True. All of it true. And none of it the reason he was leaving.
I didn't push. That wasn't how this worked with Draven—wasn't how I wanted it to work. He'd given me more tonight than I think he'd planned to, and pressing for the rest would only teach him not to offer it again.
But I saw it.
The way his voice had gone smooth the moment the rawness got too close. The way the charm clicked back into place—armor he'd worn so long it barely made a sound anymore. I knew that move. I'd watched him do it a dozen times with other people—just never realized I was cataloging it until now.
He paused at the door. One hand on the frame, body already angled toward the hallway, toward the exit, toward safe distance. But his eyes found mine, and for a half-second—maybe less—they held steady, unguarded, before the smile caught up.
Then the grin reached them, and the moment closed.
"Night, love."
"Night, Draven."
The door clicked closed. Whiskey meowed once, then resettled into the warm spot Draven had left on the couch.

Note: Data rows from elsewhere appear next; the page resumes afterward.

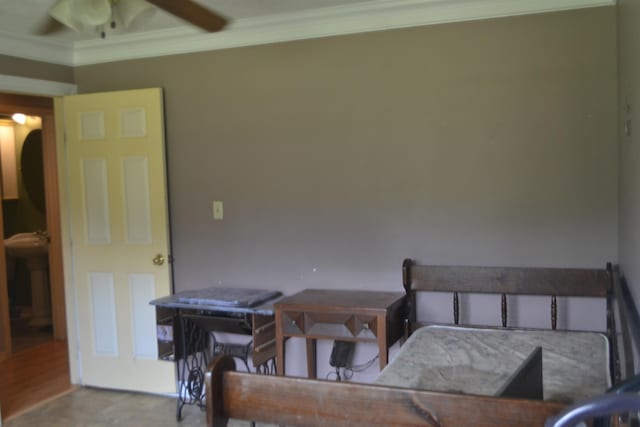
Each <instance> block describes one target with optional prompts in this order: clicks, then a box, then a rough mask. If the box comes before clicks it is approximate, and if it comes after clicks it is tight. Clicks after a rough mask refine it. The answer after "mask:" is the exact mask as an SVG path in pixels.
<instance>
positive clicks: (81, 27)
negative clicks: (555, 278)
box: [49, 0, 84, 32]
mask: <svg viewBox="0 0 640 427" xmlns="http://www.w3.org/2000/svg"><path fill="white" fill-rule="evenodd" d="M74 3H75V1H74V0H58V2H57V3H56V4H55V5H54V6H53V7H52V8H51V9H50V10H49V15H51V17H52V18H54V19H55V20H56V21H59V22H61V23H62V24H64V25H66V26H67V27H69V28H71V29H72V30H74V31H78V32H80V31H82V30H83V29H84V25H83V24H82V22H80V21H79V20H78V19H77V18H76V14H75V13H73V12H72V8H71V6H73V5H74Z"/></svg>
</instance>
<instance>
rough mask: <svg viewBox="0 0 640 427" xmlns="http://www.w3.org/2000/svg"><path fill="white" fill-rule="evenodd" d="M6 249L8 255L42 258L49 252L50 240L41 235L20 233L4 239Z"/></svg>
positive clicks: (21, 257) (24, 256) (20, 256)
mask: <svg viewBox="0 0 640 427" xmlns="http://www.w3.org/2000/svg"><path fill="white" fill-rule="evenodd" d="M4 248H5V250H6V251H7V254H8V255H11V256H14V257H18V258H29V257H34V256H42V255H46V254H47V252H48V251H49V240H48V239H47V237H46V236H45V235H41V234H36V233H18V234H14V235H13V236H11V237H9V238H8V239H4Z"/></svg>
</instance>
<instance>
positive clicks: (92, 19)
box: [72, 0, 111, 27]
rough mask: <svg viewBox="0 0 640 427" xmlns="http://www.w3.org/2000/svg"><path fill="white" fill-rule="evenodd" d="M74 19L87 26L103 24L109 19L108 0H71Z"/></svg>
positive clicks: (98, 25) (108, 0) (104, 24)
mask: <svg viewBox="0 0 640 427" xmlns="http://www.w3.org/2000/svg"><path fill="white" fill-rule="evenodd" d="M72 5H73V14H74V17H75V19H77V20H78V21H80V22H82V24H83V25H85V26H87V27H98V26H100V25H105V24H107V23H108V22H109V21H110V20H111V1H110V0H72Z"/></svg>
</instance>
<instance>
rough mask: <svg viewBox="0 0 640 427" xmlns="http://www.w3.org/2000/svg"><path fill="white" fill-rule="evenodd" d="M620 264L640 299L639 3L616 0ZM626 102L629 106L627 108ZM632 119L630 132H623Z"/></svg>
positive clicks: (639, 113) (626, 103)
mask: <svg viewBox="0 0 640 427" xmlns="http://www.w3.org/2000/svg"><path fill="white" fill-rule="evenodd" d="M617 7H618V34H619V39H618V54H619V55H618V57H619V74H620V79H619V82H620V84H619V89H620V92H619V102H620V129H621V132H620V267H621V269H622V271H623V273H624V275H625V277H626V278H627V281H628V282H629V285H630V286H631V288H632V292H633V293H634V295H635V300H636V304H638V301H640V261H639V260H640V147H638V144H640V138H639V136H640V28H638V25H637V24H638V22H640V21H639V20H640V3H638V2H637V1H634V0H618V6H617ZM627 105H629V108H630V109H629V110H627ZM627 120H629V121H630V122H631V130H632V133H631V135H630V136H627V135H626V134H625V132H624V125H625V122H626V121H627Z"/></svg>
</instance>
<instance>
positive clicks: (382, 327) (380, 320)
mask: <svg viewBox="0 0 640 427" xmlns="http://www.w3.org/2000/svg"><path fill="white" fill-rule="evenodd" d="M377 322H378V352H379V354H380V370H383V369H384V367H385V366H387V363H388V362H389V347H388V346H387V322H386V318H385V317H384V316H378V319H377Z"/></svg>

I sat there in the quiet, my hand resting where his laptop had been, the faint heat of it still against my palm.
He'd shown me something real tonight. The cold case that haunted him. The anger he carried for a woman he couldn't save. The way his hand had stilled on Whiskey's back like he'd forgotten how to pretend for just a moment.
And then he'd tucked it all away—closed it off before anyone could read the last line.
I'd seen it, though. The guarded thing he kept behind the charm and the control and the careful, practiced smile.
And he'd left before I could touch it.